Estimates and Assumptions
The preparation of the consolidated financial statements in conformity with generally accepted accounting principles requires management to make estimates and assumptions that affect the amounts reported in the financial statements and accompanying notes. Actual results could differ from those estimates.
Cash and Cash Equivalents
Cash and cash equivalents include cash on hand and marketable securities with original maturities of three months or less.
Foreign Currency Translation
Assets and liabilities of the Company’s foreign subsidiaries are translated into U.S. dollars at year-end exchange rates and revenues and expenses are translated at average rates prevailing during the year. Local currency is considered to be the functional currency. Translation adjustments are deferred into accumulated other comprehensive income, a separate component of shareholders’ equity. Foreign currency transaction gains and losses are included in results of operations as incurred.

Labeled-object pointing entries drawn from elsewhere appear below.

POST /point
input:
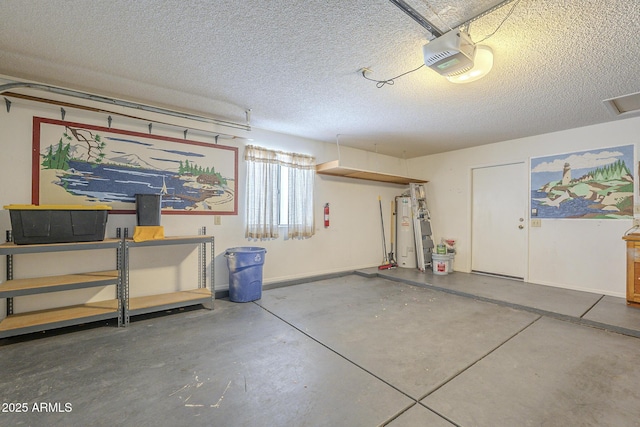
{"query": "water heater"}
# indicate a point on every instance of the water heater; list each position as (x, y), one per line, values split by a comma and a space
(405, 245)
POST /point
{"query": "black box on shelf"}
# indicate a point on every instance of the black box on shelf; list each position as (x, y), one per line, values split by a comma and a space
(41, 224)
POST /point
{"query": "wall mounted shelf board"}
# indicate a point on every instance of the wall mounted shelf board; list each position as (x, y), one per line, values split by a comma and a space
(335, 169)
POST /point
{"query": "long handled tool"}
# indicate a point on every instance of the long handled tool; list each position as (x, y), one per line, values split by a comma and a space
(392, 258)
(385, 260)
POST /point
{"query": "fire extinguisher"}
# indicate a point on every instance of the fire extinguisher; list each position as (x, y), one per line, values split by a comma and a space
(326, 215)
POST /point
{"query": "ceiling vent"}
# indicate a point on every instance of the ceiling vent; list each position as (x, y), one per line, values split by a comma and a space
(623, 105)
(450, 54)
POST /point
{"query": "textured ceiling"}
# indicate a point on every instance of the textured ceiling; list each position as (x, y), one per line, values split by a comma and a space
(296, 64)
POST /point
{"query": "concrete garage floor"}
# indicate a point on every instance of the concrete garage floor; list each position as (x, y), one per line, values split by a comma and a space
(400, 349)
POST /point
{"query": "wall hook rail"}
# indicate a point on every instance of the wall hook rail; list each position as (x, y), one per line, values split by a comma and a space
(128, 104)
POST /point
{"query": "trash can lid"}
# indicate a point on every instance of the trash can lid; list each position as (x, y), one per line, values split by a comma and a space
(246, 249)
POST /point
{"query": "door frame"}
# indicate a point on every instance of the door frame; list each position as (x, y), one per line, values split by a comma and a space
(526, 180)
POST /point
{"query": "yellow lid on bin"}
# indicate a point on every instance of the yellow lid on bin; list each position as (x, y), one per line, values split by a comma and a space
(58, 207)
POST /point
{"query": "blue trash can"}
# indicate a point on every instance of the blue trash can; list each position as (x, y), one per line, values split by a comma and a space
(245, 273)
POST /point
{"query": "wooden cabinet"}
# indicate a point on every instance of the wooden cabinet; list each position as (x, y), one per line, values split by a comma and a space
(633, 269)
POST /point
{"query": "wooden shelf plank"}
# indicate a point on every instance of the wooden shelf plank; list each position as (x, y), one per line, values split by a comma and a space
(171, 240)
(37, 285)
(56, 317)
(168, 299)
(9, 248)
(335, 169)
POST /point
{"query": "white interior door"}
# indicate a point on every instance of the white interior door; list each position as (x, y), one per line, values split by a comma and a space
(499, 226)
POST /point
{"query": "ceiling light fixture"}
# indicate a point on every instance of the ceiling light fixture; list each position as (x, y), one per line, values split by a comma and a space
(482, 64)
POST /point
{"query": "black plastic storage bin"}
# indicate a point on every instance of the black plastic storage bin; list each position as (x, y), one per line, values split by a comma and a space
(31, 224)
(245, 273)
(148, 207)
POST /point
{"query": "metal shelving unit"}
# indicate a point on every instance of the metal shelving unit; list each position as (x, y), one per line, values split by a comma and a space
(194, 296)
(41, 320)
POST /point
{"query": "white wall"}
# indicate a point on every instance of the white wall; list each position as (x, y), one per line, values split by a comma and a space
(352, 241)
(577, 254)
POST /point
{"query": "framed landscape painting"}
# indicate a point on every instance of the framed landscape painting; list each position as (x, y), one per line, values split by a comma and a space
(78, 164)
(590, 184)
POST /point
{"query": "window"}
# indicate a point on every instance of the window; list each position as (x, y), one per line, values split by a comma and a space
(283, 195)
(279, 191)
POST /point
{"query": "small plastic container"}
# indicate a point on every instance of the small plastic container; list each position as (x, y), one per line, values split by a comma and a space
(440, 264)
(148, 208)
(41, 224)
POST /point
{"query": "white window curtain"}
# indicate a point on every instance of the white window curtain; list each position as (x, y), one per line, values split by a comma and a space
(263, 169)
(302, 171)
(262, 194)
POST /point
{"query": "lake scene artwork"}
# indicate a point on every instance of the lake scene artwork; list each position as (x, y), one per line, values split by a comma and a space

Depreciation and Amortization
Depreciation and amortization are provided over the estimated useful lives of the assets (up to 40 years for buildings and 3 to 20 years for machinery and equipment) or the remaining terms of the leases, whichever is shorter, using the straight-line method for financial reporting purposes and accelerated methods for tax purposes.
The excess of the purchase price over the underlying book value of the companies acquired is classified as “Costs in excess of net assets of purchased businesses”. Upon adoption of FAS No. 142 in fiscal 2002, the amortization of these costs was discontinued. At June 30, 2002 the related amount of $1,745,000 had accumulated amortization of $715,000. At June 30, 2001 the related amount of $12,655,000 had accumulated amortization of $3,689,000.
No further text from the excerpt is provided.